17.03.2013 - 20.12.2013
Arrived in Kualu Lumpur, or KL as everyone calls it, and then on to Malacca the next day to meet our good friends from home, Bill and Debbie. Malacca was hot and touristy, though mostly with non-western tourists. There were Interesting shop houses among the many narrow streets, and a mixture of Dutch, Portuguese, and British architectural influences, in this once thriving port and city state. The city was more or less founded by Parameswara, a Hindu prince from Sumatra in the late 1300's. Now it is a mix of Indians, Straits Chinese, and ethnic Malays. The Chinese have been here some 500 years or so, whereas the majority of Indians did not come until after the British in the early 1800's. The ethnic malays are Austronesian peoples from disparate backgrounds, including south coastal Thailand, Burma, Borneo, and parts of what is now Indonesia.
In the middle of the day, we went for a boat ride on the Malacca River to cool off. Marginally effective, it was good way to see this former trade route.
In the evening we took a stroll along the river walk.
Another view of the river from a bridge downtown
Though I cut my toe on one of the very uneven sidewalks, we all managed to avoid this place.
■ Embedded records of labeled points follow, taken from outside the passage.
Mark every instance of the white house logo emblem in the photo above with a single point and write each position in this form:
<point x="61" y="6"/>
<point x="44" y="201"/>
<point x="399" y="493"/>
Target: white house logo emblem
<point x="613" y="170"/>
The best part of the experience was eating at Amy's Nyonya Restaurant.
A very friendly Amy, who spent three weeks cooking at the UN in New York, helped select the dishes, which were a mixture of all the various cultural influences in this polyglot city.
It was a fabulous meal, though I can't remember the names of what we ate, nor can I adequately describe it. Her cousin, Florence Tan, has a cookbook which which I intend to purchase. It was so good we went back for lunch the next day. We also had a melt in your mouth tandoori chicken and naan in a more modest place, while sitting outside.
Yes, we saw the sites, but the food is what I will remember.
On the other hand, I couldn't resist a shot of this guy.